Also, I was searching for "crushed" in translated Arabic texts and I found in Tafsir ibn Kathir:


تفسير ابن كثير said:


> قالوا: زعم صالح أنه يفرغ منا إلى ثلاثة أيام، فنحن نفرغ منه وأهله قبل ثلاث، وكان لصالح مسجد في الحجر عند شعب هناك يصلي فيه، فخرجوا إلى كهف، أي: غار هناك ليلاً، فقالوا: إذا جاء يصلي، قتلناه، ثم رجعنا إذا فرغنا منه إلى أهله ففرغنا منهم، فبعث الله عليهم صخرة من الهضب حيالهم، فخشوا أن تشدخهم، فتبادروا، فانطبقت عليهم الصخرة وهم في ذلك الغار...إلخ
> Source: http://www.altafsir.com/Tafasir.asp...No=53&tDisplay=yes&Page=2&Size=1&LanguageId=1



I also found the verb رضّ يرضّ used here:





تفسير ابن كثير said:


> وقيل: ثقيل وقت نزوله من عظمته، كما قال زيد بن ثابت رضي الله عنه: أنزل على رسول الله صلى الله عليه وسلم وفخذه على فخذي فكادت ترض فخذي.
> Source: http://www.altafsir.com/Tafasir.asp...hNo=1&tDisplay=yes&Page=2&Size=1&LanguageId=1


 Both of which qtafsir.com translates with "crush". However, ترض is translated by sunnah.com in this hadith by "fracture". http://sunnah.com/urn/42710
رض is also defined as الدق الجريش (coarse pounding?) by al-Lisan.

And speaking of rare unused verbs, I happened to come across داك يدوك as the next entry after داس يدوس. It is defined by al-Lisan as الدَّوْكُ: دق الشيء وسحقه وطحنه كما يَدُوك البعيرُ الشيء بكَلْكَلهِ. I guess this is as close to our desired meaning as we can get. The analogy is of something that gets crushed by a camel's chest when it sits on the ground. However, it is probably too archaic.

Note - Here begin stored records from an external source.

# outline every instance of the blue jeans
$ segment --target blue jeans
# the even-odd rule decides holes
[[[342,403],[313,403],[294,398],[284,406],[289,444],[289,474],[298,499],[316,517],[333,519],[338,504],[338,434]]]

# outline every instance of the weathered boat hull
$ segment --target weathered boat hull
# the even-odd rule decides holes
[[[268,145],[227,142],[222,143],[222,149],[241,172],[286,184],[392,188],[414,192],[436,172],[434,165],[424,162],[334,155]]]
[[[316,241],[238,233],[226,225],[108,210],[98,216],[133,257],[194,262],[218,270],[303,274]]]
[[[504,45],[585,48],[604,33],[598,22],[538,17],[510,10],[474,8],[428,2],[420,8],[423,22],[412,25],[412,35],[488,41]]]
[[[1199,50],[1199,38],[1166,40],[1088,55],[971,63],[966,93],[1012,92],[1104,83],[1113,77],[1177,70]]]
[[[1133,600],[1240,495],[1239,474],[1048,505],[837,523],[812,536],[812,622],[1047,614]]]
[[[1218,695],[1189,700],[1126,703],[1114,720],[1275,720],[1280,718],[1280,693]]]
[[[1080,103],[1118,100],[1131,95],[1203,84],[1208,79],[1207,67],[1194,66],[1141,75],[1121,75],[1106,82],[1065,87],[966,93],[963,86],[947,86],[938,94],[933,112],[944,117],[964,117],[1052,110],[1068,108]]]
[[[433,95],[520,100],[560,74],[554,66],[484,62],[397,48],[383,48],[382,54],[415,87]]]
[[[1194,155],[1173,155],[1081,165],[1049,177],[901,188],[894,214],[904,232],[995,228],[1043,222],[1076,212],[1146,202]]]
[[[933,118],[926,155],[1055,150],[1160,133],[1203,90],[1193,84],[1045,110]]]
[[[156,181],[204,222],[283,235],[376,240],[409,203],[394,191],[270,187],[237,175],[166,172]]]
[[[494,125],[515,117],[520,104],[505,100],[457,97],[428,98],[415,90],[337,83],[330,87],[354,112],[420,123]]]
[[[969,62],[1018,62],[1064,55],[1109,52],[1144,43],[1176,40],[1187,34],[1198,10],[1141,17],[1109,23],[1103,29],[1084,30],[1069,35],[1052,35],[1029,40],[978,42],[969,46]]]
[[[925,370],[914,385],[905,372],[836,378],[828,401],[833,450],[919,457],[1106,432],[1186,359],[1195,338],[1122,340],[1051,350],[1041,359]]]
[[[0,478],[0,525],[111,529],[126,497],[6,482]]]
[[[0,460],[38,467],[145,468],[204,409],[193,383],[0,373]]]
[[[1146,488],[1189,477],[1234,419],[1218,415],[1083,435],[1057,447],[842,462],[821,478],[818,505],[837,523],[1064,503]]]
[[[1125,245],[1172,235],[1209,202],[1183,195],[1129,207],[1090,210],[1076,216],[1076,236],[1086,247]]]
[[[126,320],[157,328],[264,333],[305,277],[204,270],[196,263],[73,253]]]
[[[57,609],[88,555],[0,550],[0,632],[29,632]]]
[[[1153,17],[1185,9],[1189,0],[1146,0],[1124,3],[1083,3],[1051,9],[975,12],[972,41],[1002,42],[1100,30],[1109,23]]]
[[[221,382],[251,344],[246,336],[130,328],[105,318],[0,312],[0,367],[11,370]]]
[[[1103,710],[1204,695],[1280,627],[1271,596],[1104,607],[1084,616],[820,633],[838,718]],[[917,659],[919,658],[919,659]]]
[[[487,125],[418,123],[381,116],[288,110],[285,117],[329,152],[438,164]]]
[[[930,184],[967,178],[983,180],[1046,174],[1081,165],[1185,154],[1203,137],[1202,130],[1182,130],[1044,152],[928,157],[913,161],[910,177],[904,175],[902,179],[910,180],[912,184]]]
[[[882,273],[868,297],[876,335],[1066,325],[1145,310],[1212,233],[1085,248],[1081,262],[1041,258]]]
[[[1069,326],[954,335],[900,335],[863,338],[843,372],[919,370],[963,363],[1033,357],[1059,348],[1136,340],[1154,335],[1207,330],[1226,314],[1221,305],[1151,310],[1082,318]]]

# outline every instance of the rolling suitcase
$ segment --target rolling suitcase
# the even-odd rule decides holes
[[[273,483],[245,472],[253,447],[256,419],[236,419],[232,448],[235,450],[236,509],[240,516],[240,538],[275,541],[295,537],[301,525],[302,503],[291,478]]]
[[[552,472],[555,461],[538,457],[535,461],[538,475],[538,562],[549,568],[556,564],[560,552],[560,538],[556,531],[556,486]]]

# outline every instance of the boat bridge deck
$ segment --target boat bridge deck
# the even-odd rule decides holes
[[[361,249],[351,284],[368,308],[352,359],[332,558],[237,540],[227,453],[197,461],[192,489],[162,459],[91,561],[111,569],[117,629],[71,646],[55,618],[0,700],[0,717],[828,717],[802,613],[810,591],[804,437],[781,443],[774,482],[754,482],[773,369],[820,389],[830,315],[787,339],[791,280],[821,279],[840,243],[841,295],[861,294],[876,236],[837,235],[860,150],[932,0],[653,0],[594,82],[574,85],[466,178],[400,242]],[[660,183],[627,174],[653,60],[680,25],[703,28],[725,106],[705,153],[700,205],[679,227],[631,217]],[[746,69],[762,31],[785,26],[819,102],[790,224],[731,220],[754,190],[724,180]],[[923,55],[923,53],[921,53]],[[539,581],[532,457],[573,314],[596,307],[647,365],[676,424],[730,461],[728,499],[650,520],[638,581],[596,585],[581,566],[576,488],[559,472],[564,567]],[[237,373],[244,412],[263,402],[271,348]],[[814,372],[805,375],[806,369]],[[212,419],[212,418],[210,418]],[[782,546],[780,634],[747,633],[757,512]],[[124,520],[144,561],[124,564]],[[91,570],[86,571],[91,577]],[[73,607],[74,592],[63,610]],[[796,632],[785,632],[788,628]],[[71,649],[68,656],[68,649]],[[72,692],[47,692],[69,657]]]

However, I note that it too is defined by دق which seems like the most general verb used in the definitions.

Finally, I see أطبق used in the hadith when the Prophet صلى الله عليه وسلم went to aT-Taaif. It seems like it could be used in some situations but probably not for grapes.





			
				رياض الصالحين said:
			
		

> ... فنادانى فقال‏:‏ إن الله تعالى قد سمع قول قومك لك، وما ردوا عليك، وقد بعث إليك ملك الجبال لتأمره بما شئت فيهم فنادانى ملك الجبال، فسلم على ثم قال‏:‏ يا محمد إن الله قد سمع قول قومك لك، وأنا ملك الجبال، وقد بعثنى ربى إليك لتأمرنى بأمرك،فما شئت‏:‏ إن شئت أطبقت عليهم الأخشبين” ... إلخ
> Source: http://sunnah.com/riyadussaliheen/1#643



Sorry for the long post. Thanks for reading!


----------



## إسكندراني

I shall try to read your long post in detail, and see if I can help.
But regarding شدخ, I think that means 'scratch' (maybe it's Egyptian? I am not sure if it counts as MSA).


----------